En América, llaman a los libros recomendados
en el colegio besos de la muerte, ya que se supone que ahogan toda
chispa de excitación que puede producir traspasar el índice
de un manual o novela. El que un ser humano experimente placer con
una acción que escapa, en muchos casos, al ocio consumible
recetado por la sociedad, parece que es considerado tabú
para nuestros niños y jóvenes.
Desde la escuela leer es un deber, y como todo
deber impuesto, levanta resistencias en los sujetos.
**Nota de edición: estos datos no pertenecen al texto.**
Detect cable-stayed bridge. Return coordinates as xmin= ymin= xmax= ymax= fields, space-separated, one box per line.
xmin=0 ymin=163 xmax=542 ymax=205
Pero antes
que la escuela, el niño ha desarrollado su deseo de saber
investigando de donde sale su pis y su caca y de dónde vienen
los niños. Así este deseo de saber se debe ir encauzando
pacientemente. El niño desea, en muchos casos, lo que desean
sus seres allegados ¿No habéis pensado nunca en expandir
la ardiente mirada que se desprende al leer un poema, un cuento
o un relato? Cuando el adulto detiene su mirada sobre un objeto
de su interés, en este caso material escrito, tiene la magia
de dirigir la mirada del niño sobre eso. Siempre deseamos
lo que al otro parece provocarle placer, sin saber si nosotros también
gozaremos de eso; además dicho proceso aparece de manera
automática.
No es raro encontrar padres cuya conversación
habitual en la mesa es quejarse de sus respectivos trabajos, como
si fueran sus focos principales de displacer y, en cambio, anhelan
fervientemente las vacaciones, el fin de semana, dormir o tenderse
en el sofá frente al televisor, como fuentes únicas
de placer y diversión. Ahí es donde ese pequeño
que se cree que no escucha, percibe de alguna manera que la energía
dedicada a transformar el mundo debe ser mínima y lo mejor
es invertir todo el tiempo que se pueda en procurarse actividades
para su ocio personal.
El deseo de saber de dónde vienen los niños
se debe transformar en deseo de conocimiento por el mundo. Esto
exige un cierto trabajo, no exento de placer, que si es ahogado
por los propios padres, aún sin saberlo, condenan a sus hijos
a un desinterés generalizado por el mundo que les rodea y
en el cual deberán crecer. Es ahí donde aparece la
caída de deseo y como síntoma el fracaso escolar.
Por suerte, sigue habiendo maestros que pueden
volver a encender la llama del deseo en sus alumnos, maestros que
siguen deseando fervientemente conocer y que tienen la capacidad
de transmitir esa energía y ejercer cierta autoridad, palabra
que procede etimológicamente de un vocablo latín que
significa “hacer crecer”.
Como conclusión, si es que se puede concluir algo de este
gran síntoma de principios del nuevo milenio, es que los
padres que acuden a consulta porque sus hijos “no quieren
estudiar” se deberían preguntar cuál es el deseo
ahogado en ellos, y que ahora devuelven sus hijos. ¿Habrá
que prohibir la lectura para despertar el deseo?